Ik geloof dat Bolland dat op een verkeerde manier deed – maar die deed vrijwel alles verkeerd – toen hij in 1911 in een snorkerige rede betoogde dat de Nederlandse taal als instrument ‘voor de hoogste aangelegenheden des geestes’ boven andere talen zou uitmunten. Ik citeer daaruit een passage: ‘Beseft met mij in deze ure, geliefde broeders en zusters, den geestelijken adel van het Nederlandsche volk; beseft het geestelijk voorrecht van het Nederlander zijn. Want deze onze bezinning, de bezinning eener zuivere rede, die als in geene andere taal ter wereld in de taal onzer liefde, in onze edele moedertaal wordt mogelijk gemaakt, zij is het hoogste, of liever het reinste, het zuiverst menschelijke, waartoe wij mensen in werkelijkheid kunnen opleven, waartoe in ons de werkelijkheid zelve kan opleven.’
Het had een onsje of wat minder gekund, maar als ik nu zou moeten zeggen wat de Nederlandse filosofie is, dan zou ik zeggen dat zij een onderdeel is van de cultuur van de Nederlandse taal. Nederlandse wijsbegeerte is wijsbegeerte in het Nederlands, eenvoudig zoals Nederlandse poëzie poëzie in het Nederlands is. Op geen andere manier is wijsbegeerte een Nederlandse aangelegenheid of is er een Nederlandse wijsbegeerte. En wijsbegeerte is in minstens even hoge mate een cultuur van de taal als de poëzie of de fictie dat zijn. Ik blijf het dan ook vreemd vinden, dat wanneer het gaat over Nederlands proza, daarbij zo weinig aandacht wordt besteed aan wijsgerige geschriften, maar dat van de andere kant wel bijna altijd romans worden besproken met een air alsof het wijsgerige traktaten waren.
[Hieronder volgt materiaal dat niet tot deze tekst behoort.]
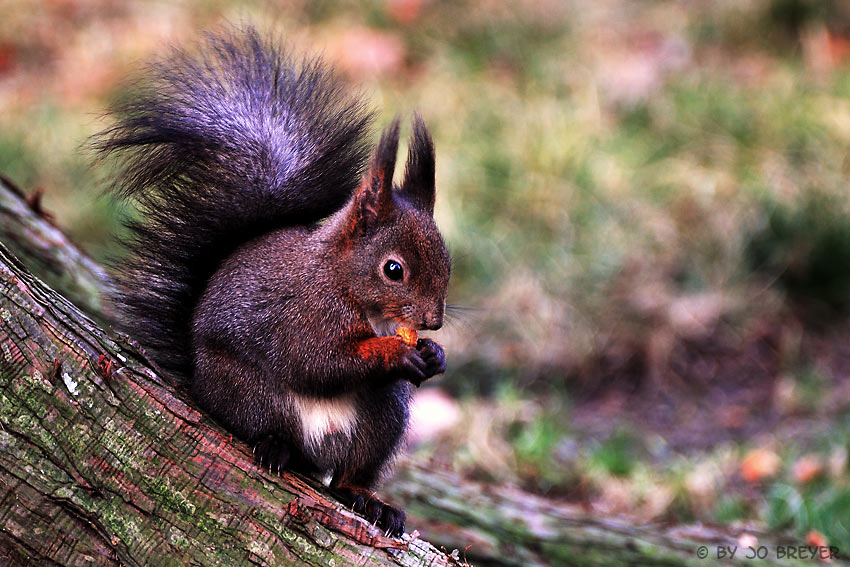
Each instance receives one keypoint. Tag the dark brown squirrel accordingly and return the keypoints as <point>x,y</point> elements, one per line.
<point>267,271</point>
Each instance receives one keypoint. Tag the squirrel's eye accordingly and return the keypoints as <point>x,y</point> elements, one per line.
<point>393,270</point>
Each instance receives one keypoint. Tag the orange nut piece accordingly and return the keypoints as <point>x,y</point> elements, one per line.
<point>409,336</point>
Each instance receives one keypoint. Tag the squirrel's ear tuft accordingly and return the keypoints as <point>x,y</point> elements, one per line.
<point>419,185</point>
<point>374,199</point>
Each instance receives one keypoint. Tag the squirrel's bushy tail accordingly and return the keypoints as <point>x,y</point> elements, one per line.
<point>216,148</point>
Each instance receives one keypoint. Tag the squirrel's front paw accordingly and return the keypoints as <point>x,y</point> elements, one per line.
<point>273,452</point>
<point>434,357</point>
<point>413,366</point>
<point>365,502</point>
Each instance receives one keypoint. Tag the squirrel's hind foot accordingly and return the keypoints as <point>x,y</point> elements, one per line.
<point>272,452</point>
<point>376,511</point>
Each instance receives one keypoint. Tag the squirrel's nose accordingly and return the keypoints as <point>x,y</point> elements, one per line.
<point>432,321</point>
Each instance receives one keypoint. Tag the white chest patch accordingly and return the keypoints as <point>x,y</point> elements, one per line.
<point>324,416</point>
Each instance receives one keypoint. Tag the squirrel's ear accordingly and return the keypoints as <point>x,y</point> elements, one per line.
<point>419,185</point>
<point>374,199</point>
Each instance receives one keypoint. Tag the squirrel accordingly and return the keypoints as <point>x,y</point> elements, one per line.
<point>272,260</point>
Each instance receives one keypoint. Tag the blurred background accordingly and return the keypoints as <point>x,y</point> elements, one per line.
<point>647,207</point>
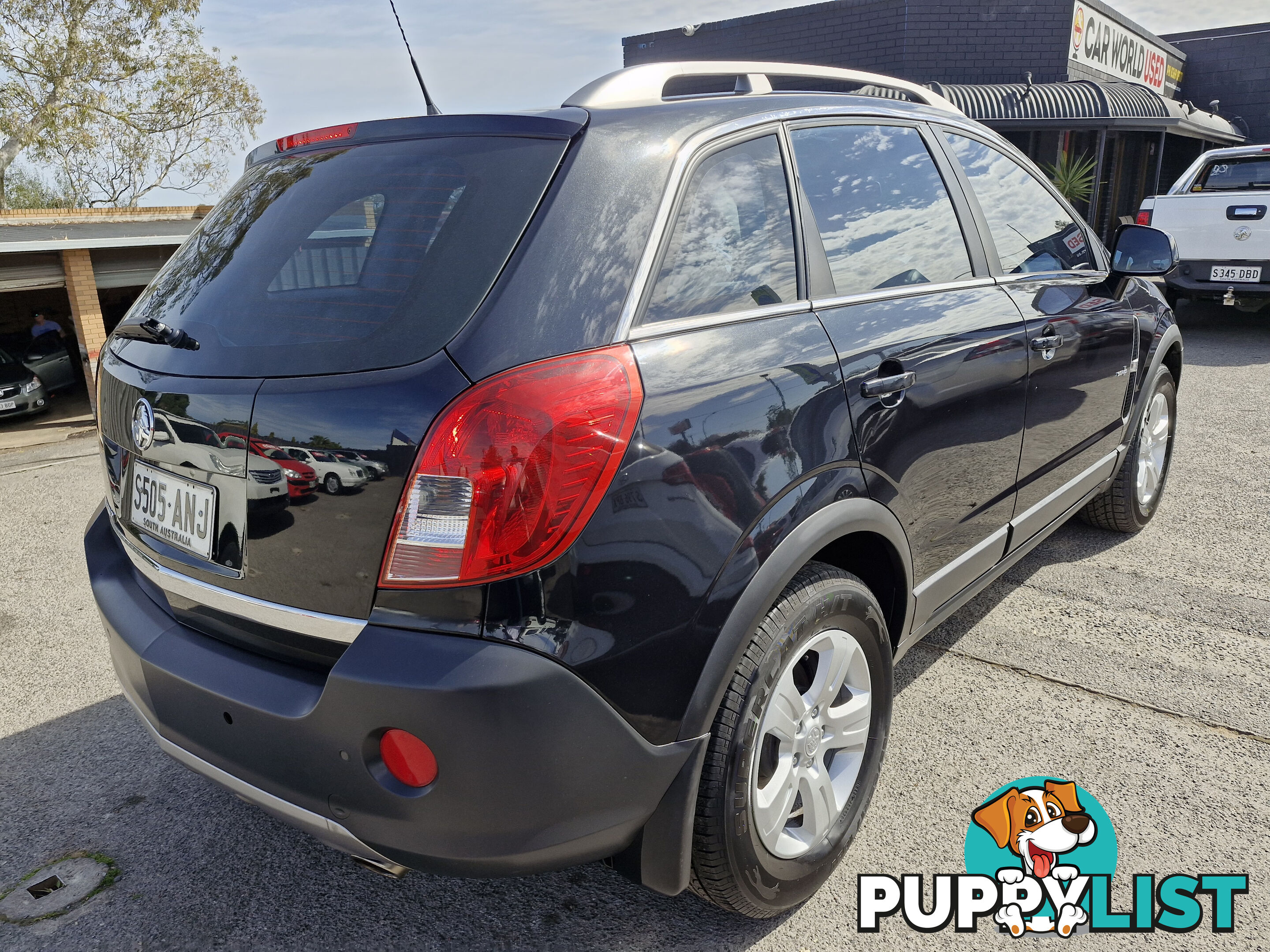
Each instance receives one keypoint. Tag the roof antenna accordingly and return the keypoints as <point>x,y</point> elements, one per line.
<point>432,107</point>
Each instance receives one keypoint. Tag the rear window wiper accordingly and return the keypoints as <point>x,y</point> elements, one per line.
<point>153,332</point>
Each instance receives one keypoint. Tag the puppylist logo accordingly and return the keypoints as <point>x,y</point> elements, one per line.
<point>1039,857</point>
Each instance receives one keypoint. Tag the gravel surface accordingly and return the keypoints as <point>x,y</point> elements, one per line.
<point>1135,666</point>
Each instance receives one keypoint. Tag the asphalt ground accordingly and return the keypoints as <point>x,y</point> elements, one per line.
<point>1133,666</point>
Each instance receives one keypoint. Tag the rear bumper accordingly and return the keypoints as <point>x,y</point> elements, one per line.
<point>536,771</point>
<point>1191,279</point>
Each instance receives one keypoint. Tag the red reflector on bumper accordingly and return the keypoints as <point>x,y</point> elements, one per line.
<point>408,758</point>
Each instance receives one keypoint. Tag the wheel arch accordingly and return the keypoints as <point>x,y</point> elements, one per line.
<point>846,534</point>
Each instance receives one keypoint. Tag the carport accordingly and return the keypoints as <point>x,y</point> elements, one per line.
<point>83,268</point>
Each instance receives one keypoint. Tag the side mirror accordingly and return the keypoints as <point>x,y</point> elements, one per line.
<point>1142,250</point>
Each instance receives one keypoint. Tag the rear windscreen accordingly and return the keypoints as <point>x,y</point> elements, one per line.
<point>346,259</point>
<point>1235,175</point>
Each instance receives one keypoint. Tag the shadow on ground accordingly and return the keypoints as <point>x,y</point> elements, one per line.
<point>204,870</point>
<point>1230,338</point>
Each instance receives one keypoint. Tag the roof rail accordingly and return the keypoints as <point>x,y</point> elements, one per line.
<point>643,86</point>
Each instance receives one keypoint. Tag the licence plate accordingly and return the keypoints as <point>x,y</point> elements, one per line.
<point>1222,273</point>
<point>178,511</point>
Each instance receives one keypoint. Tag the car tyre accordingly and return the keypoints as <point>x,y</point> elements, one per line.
<point>818,666</point>
<point>1133,498</point>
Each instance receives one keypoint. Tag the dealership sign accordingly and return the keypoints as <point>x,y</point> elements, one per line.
<point>1103,44</point>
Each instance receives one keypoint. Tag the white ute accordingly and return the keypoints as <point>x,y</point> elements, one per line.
<point>1217,215</point>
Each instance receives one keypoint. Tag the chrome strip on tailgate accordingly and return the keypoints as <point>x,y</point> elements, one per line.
<point>332,628</point>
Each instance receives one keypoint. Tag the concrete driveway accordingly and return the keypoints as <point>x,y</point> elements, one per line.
<point>1135,666</point>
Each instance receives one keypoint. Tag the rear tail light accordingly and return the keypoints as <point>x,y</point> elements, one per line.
<point>323,135</point>
<point>513,469</point>
<point>408,758</point>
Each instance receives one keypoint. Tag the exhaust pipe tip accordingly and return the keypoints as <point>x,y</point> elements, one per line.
<point>394,871</point>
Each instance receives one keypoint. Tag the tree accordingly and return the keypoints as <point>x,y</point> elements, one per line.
<point>26,190</point>
<point>1074,177</point>
<point>119,97</point>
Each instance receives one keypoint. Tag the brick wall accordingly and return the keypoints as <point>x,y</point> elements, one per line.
<point>87,312</point>
<point>923,41</point>
<point>1231,65</point>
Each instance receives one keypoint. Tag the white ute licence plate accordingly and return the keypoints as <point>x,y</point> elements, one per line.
<point>178,511</point>
<point>1221,273</point>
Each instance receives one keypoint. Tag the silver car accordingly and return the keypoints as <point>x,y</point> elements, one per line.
<point>50,360</point>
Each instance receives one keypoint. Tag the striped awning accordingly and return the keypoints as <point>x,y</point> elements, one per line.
<point>1085,102</point>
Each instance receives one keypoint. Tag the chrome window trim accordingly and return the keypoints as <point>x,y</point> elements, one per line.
<point>702,144</point>
<point>709,320</point>
<point>1012,279</point>
<point>904,291</point>
<point>329,628</point>
<point>1011,152</point>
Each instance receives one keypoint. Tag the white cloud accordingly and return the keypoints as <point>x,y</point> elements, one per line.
<point>325,63</point>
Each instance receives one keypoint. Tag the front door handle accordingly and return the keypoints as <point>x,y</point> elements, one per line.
<point>883,386</point>
<point>1048,343</point>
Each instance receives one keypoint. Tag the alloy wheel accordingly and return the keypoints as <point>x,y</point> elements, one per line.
<point>812,743</point>
<point>1152,449</point>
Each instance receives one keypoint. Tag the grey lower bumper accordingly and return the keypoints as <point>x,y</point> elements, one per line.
<point>315,826</point>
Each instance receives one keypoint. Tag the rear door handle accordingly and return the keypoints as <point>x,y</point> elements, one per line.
<point>882,386</point>
<point>1047,343</point>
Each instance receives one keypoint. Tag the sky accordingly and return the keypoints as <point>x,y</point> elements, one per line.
<point>321,63</point>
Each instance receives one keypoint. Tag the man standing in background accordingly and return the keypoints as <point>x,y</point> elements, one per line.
<point>44,325</point>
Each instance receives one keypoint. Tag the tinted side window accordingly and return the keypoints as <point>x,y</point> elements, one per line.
<point>733,242</point>
<point>881,206</point>
<point>1033,231</point>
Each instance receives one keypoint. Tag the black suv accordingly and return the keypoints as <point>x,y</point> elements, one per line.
<point>702,403</point>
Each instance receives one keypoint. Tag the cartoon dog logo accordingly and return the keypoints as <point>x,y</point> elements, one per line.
<point>1039,824</point>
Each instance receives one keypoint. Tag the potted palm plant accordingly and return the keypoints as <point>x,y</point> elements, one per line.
<point>1074,177</point>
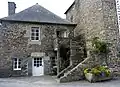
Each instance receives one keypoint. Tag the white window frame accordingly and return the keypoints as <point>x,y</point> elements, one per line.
<point>34,33</point>
<point>65,34</point>
<point>17,64</point>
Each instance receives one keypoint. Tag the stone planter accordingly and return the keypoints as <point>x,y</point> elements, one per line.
<point>92,78</point>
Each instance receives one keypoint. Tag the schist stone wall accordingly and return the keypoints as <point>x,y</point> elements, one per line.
<point>15,43</point>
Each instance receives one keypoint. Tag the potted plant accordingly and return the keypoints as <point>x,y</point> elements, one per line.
<point>98,73</point>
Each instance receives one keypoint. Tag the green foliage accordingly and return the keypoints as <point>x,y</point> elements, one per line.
<point>99,46</point>
<point>98,71</point>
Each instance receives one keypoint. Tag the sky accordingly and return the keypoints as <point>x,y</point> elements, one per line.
<point>56,6</point>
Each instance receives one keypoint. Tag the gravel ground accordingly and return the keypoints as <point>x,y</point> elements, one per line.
<point>48,81</point>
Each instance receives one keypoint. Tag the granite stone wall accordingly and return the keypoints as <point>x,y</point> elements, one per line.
<point>95,18</point>
<point>15,41</point>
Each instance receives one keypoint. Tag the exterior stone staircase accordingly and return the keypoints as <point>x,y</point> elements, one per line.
<point>74,71</point>
<point>25,70</point>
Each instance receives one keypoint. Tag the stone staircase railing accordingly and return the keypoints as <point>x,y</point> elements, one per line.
<point>64,71</point>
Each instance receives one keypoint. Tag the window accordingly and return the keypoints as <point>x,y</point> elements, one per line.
<point>16,64</point>
<point>35,33</point>
<point>37,62</point>
<point>65,34</point>
<point>71,19</point>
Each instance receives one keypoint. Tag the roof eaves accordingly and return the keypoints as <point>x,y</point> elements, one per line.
<point>35,22</point>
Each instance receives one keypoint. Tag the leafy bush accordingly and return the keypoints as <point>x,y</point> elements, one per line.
<point>98,71</point>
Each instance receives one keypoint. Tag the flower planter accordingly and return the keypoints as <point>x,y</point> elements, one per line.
<point>92,78</point>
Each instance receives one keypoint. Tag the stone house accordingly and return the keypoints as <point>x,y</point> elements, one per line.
<point>94,18</point>
<point>29,41</point>
<point>68,43</point>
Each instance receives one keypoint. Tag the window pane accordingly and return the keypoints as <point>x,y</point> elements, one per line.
<point>32,38</point>
<point>32,34</point>
<point>37,34</point>
<point>15,59</point>
<point>37,30</point>
<point>32,30</point>
<point>37,38</point>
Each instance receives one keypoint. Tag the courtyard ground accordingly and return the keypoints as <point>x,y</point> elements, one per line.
<point>48,81</point>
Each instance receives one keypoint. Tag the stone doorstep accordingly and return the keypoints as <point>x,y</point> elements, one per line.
<point>56,79</point>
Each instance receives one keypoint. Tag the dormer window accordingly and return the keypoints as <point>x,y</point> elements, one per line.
<point>35,34</point>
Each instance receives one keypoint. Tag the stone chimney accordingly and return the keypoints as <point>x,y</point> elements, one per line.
<point>11,8</point>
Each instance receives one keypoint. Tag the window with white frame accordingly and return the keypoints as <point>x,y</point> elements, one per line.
<point>65,34</point>
<point>16,64</point>
<point>35,33</point>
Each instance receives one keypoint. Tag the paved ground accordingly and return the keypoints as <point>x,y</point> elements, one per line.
<point>48,81</point>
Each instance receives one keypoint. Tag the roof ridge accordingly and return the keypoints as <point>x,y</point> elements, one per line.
<point>36,13</point>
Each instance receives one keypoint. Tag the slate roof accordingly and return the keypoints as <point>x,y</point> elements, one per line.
<point>36,13</point>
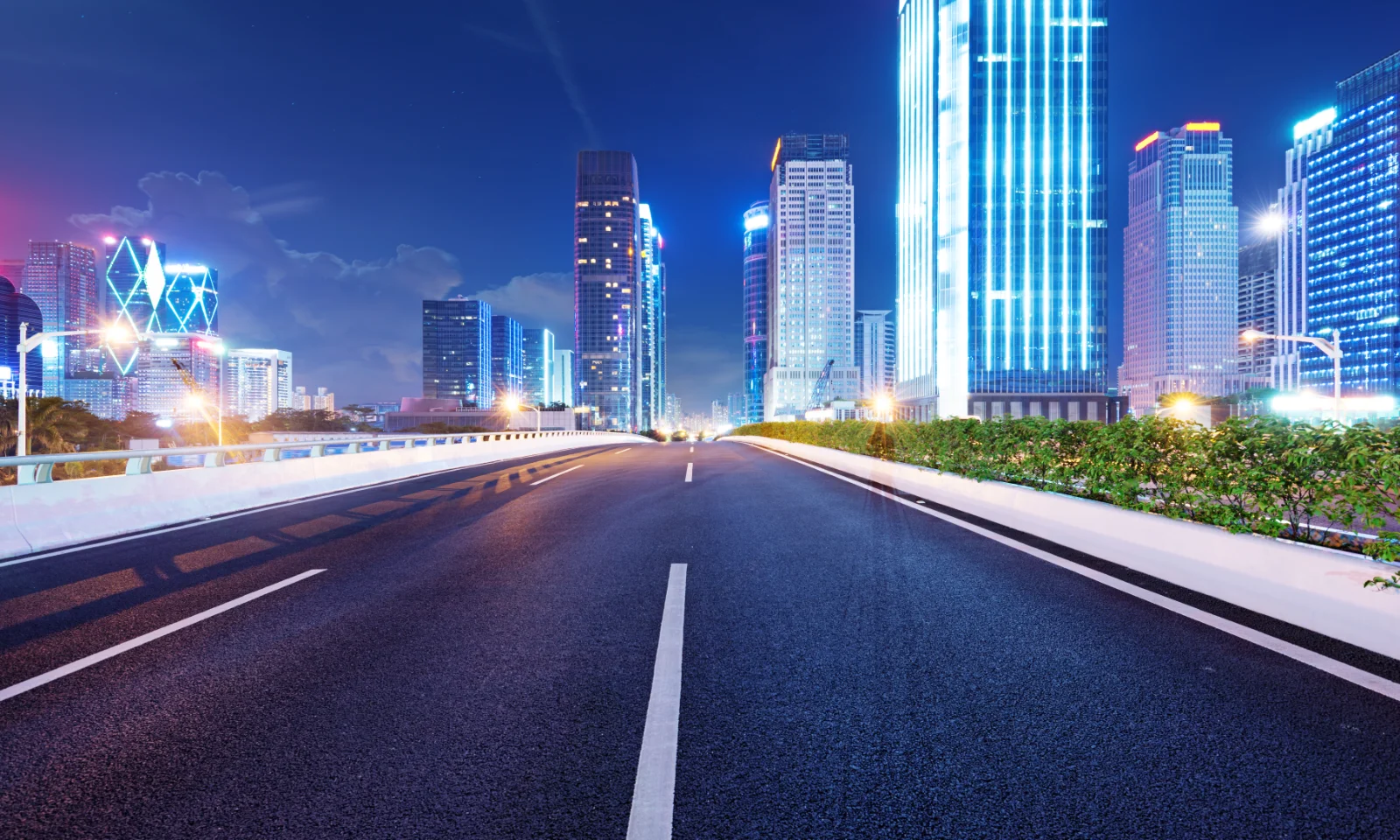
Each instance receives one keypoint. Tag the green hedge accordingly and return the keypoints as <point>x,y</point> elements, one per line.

De hoofdpersoon kan geen deur achter zich dichttrekken of hij heet op zoek te gaan naar zijn identiteit. Misschien is dát wel typisch Nederlandse filosofie. Maar als
literatuur dan toch filosofie voor het volk moet zijn, dan heeft dat volk, vind ik, ook recht op echte filosofie, eventueel ook over het zijn als zodanig, uitgesproken zonder academische gêne en opgeschreven in de eigen taal.

Wigge-waggel-throon
Ten slotte, en min of meer los van deze opmerking, wijs ik op de Nederlandse filosoof Arnout Geulincx, tijdgenoot van Spinoza. Naar de eis van zijn tijd doceerde en schreef hij in het Latijn. Maar een van zijn werken, een deel uit zijn Ethica, dat over de hoofddeugden gaat, vertaalde hij zelf uit zijn eigen Latijn. En dat boek Van de Hooftdeuchden geheten of De eerste tucht-verhandeling, is, durf ik beweren, een van de mooiste boeken uit de zeventiende, de ‘gouden’, eeuw. Wie wel eens zit te snuffelen in het Woordenboek der Nederlandsche Taal, een van de grootste monumenten van onze cultuur, stuit daar telkens op woorden die Geulincx, meestal tevergeefs, heeft proberen in te voeren in de Nederlandse taal. ‘Tucht-verhandeling’ is er een van. Ik citeer in deze nutteloze uiteenzetting nog een vrome en geestige passage uit de uitgave van 1667 waarin enkele van die woorden voorkomen: ‘Immers blyket, dat niemant hem behoorden met sijn gheluck te bemoyen, niemant met voor-raet daer op aen te leggen, als alleen die daer gheseten is, op den top van alle dingen, of ten minsten vertrouwe dat hy dien top beklimmen kan: Derft hier yemant yet versoeken? wilt hier yemant wat bestaen? Isser yemant die sich verstout dit gladd’ en oneyendlich steyl te beklaveren, om op het hoogst’ en ongenaekelijke spitst en wigge-waggel-throon voor sijn suyselhoofd te klutsen?’ Hier is inderdaad geen woord Latijn bij.
Een van de mooiste woorden van Geulincx heeft het Woordenboek der Nederlandsche Taal niet opgenomen. Het is de benaming voor een medicament, een plantenextract dat de geest beïnvloedt. Geulincx noemt het ‘breinmoes’. Het lijkt wel Afrikaans, maar in gedachten hoor ik al een heftige discussie over het breinmoesbeleid van de Amsterdamse politie, ook een vorm van filosofie in Nederland.